En 2012, des centaines de bananeraies émaillaient le paysage national et des millions de cartons de bananes étaient exportés du Costa Rica. La CORBANA recourt à cette illustre tradition de la culture des bananes pour asseoir la renommée de ce fruit sur le marché international.


Les laboratoires de R‑D de l’entreprise ont créé une banque de micro‑organismes et une plantation de 1,5 hectare destinée à ses essais sur le renforcement de la résistance de la banane aux maladies (photo : la CORBANA).

Produits ayant une origine géographique précise

Le Costa Rica se trouve sur l’isthme centrafricain, encadré par la mer des Caraïbes à l’Est et l’océan Pacifique à l’Ouest. Le pays s’étend sur 51 100 kilomètres carrés, comprenant plusieurs îles, lacs, montagnes et volcans et environ 1500 kilomètres de côte.

Doté d’un climat tropical (marqué par deux saisons : une saison des pluies (de mai à novembre) et une saison sèche (de décembre à avril), avec plusieurs microclimats qui sont fonction de l’altitude, des précipitations et de la topographie de la région. Les niveaux d’humidité de cet État varient grandement selon ce que l’on trouve sur la côte Est (niveau élevé) ou sur la côte Ouest (faible niveau). Les températures moyennes varient tout autant, depuis les basses terres (environ 27°C) jusqu’aux hautes terres (environ 10°C).

En raison de son climat tempéré et de son patrimoine géologique bien particulier (constitué notamment par ses mers et ses côtes, ses volcans et des sols d’une qualité spécifique), le Costa Rica est le pays idéal pour la culture des bananes. Le terroir, c’est‑à‑dire ce qui permet à un produit d’être différent des autres, est exploité par les producteurs de bananes du Costa Rica pour distinguer leurs produits de ceux d’autres producteurs sur le marché.

Indication géographique

L’indication géographique est un signe de propriété intellectuelle utilisé par les producteurs pour établir un lien entre leurs produits et un lieu d’origine précis ou une tradition agricole. Pour pouvoir obtenir une telle indication pour les bananes du Costa Rica, la CORBANA a, pendant trois ans (début : 2008), travaillé en collaboration avec plusieurs parties prenantes telles que le Gouvernement du Costa Rica (plus précisément, le Ministère du commerce extérieur), des universités (dont l’UCR) et des partenaires internationaux (p. ex. : Union européenne (UE)).

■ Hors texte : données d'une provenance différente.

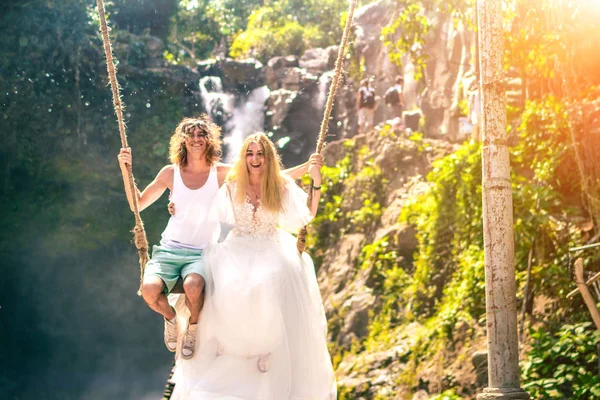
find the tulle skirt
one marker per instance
(261, 298)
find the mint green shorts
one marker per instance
(170, 264)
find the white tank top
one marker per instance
(190, 227)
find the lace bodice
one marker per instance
(250, 221)
(247, 221)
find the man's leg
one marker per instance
(193, 286)
(160, 275)
(153, 293)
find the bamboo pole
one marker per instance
(301, 242)
(585, 292)
(500, 280)
(140, 240)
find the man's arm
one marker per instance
(153, 191)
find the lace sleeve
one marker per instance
(295, 213)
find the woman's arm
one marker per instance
(298, 171)
(315, 173)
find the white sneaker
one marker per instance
(263, 362)
(170, 335)
(188, 347)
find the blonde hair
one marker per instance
(271, 185)
(177, 150)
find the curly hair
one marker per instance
(271, 179)
(177, 150)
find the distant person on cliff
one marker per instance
(193, 179)
(366, 103)
(395, 99)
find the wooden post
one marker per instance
(501, 299)
(585, 292)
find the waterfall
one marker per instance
(323, 83)
(247, 118)
(217, 104)
(238, 119)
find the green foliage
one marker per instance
(387, 278)
(447, 395)
(448, 222)
(138, 16)
(407, 33)
(563, 365)
(289, 27)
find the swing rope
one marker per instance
(141, 243)
(301, 242)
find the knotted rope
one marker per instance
(301, 242)
(139, 233)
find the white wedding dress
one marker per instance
(261, 298)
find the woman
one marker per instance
(263, 330)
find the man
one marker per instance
(395, 99)
(193, 179)
(366, 102)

C’est ainsi que l’ONG a pu réaliser une étude détaillée de l’histoire et de la pratique nationales de la culture de la banane.

Grâce à cette étude, “Banano de Costa Rica” devint, en 2010, la première indication géographique à être enregistrée (enregistrement n° 0230) dans le pays (et la première en Amérique du Sud) auprès du Registro Nacional, l’office de propriété intellectuelle du pays. L’année qui suivit, “Banano de Costa Rica” fut enregistré dans le cadre du Système de Lisbonne pour l’enregistrement international des appellations d’origine administré par l’Organisation Mondiale de la Propriété Intellectuelle (OMPI).

Cet enregistrement définit la zone géographique de production de la banane, à savoir tout le territoire de la République du Costa Rica. Les agriculteurs de la région qui adhèrent aussi au Code de déontologie de la CORBANA à l’intention des producteurs ont le droit d’utiliser l’indication “Banano de Costa Rica” sur leurs produits.

Gestion de marques et commercialisation

La CORBANA utilise l’indication “Banano de Costa Rica” pour consolider sa position sur les marchés et tirer avantage de nouvelles possibilités de promotion dans le monde. En tant que premier État latino‑américain ayant obtenu une indication géographique pour ses bananes, le Costa Rica utilise cet actif de propriété intellectuelle pour donner aux agriculteurs du pays un avantage concurrentiel (notamment dans l’Union européenne, principale destination des exportations de bananes du Costa Rica et marché où les indications géographiques se taillent la part du lion).

Pour pouvoir lutter contre la concurrence d’autres pays (vendant de grandes quantités de bananes à bas prix), la CORBANA s’attache à créer et à entretenir une réputation de qualité. Aiguillonnée par sa volonté de prendre pied sur un marché international concurrentiel, la corporation bananière met en œuvre des normes de qualité, de santé et de sécurité reconnues au niveau international dans ses exploitations. Ainsi, la Global Good Agricultural Practice (ci‑après dénommée “Global G.A.P”), organisme international à but non lucratif encourageant une production alimentaire sûre et écologiquement viable, travaille en étroite collaboration avec la corporation bananière à l’amélioration des pratiques agricoles.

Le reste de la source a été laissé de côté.